SANDF won't reveal CAR plans
The SANDF said the decision to evacuate soldiers or to send in reinforcements was a political one.
PRETORIA - The South African National Defence Force (SANDF) will not reveal what logistical plans are in place should it need to urgently pull its troops from the Central African Republic (CAR).
It said the decision to evacuate soldiers or to send in reinforcements was a political one.
The comments come after 13 South African soldiers were killed and 27 others wounded during clashes with rebels in the central African country at the weekend. One soldier is still missing.
Seleka rebels took control of the capital forcing President Francois Bozize to flee the country.
SANDF General Solly Shoke said casualties will not be the reason they choose to withdraw troops from the CAR and that running away is not an option.
"The safety of our people is of paramount importance and we will use all means at our disposal."
Shoke sidestepped questions about when a decision will be taken.
He said it would depend on the political situation in the troubled country.
"The SANDF is not a law unto itself. We respect authority."
The general said soldiers who were critically wounded were evacuated, while some returned to duty.

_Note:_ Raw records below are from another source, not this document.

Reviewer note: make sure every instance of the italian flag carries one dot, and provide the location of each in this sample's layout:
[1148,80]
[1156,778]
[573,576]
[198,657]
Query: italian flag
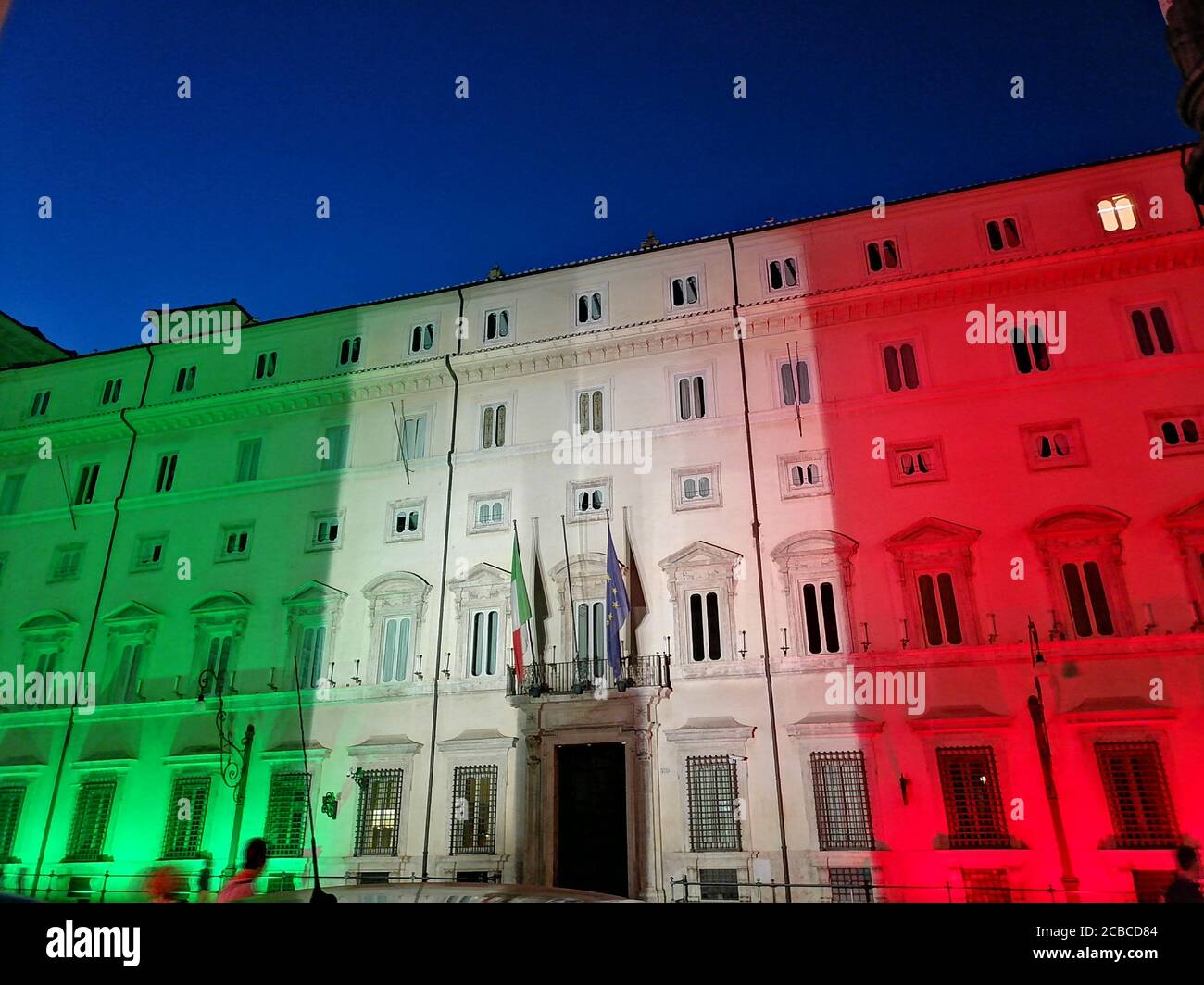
[520,611]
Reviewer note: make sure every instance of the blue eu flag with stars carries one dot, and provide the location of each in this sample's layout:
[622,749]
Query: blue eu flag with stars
[617,607]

He said South African troops were attacked by more than 3,000 well-armed rebels.
NEW HEAD OF STATE
A rebel leader on Monday announced himself as the country's new head of state.
Speaking in Pretoria on Monday, President Jacob Zuma said South Africa rejected any attempt to seize power by force.
He said South Africa took its cue from the African Union (AU) and would not endorse a coup.
"South Africa will support sanctions and other measures against the perpetrators of any unconstitutional change in government."
CAR was formally suspended from the AU on Monday.
The AU called on all member states to alienate the country's new leadership.
But despite the AU's stance, a rebel leader told a French news network that he was now the country's head of state.
Zuma said South Africa will not be deterred.
"Our responsibility is to support the prevention of the military overthrow of the democratically elected government."
He said South Africa's soldiers bravely protected themselves from attack.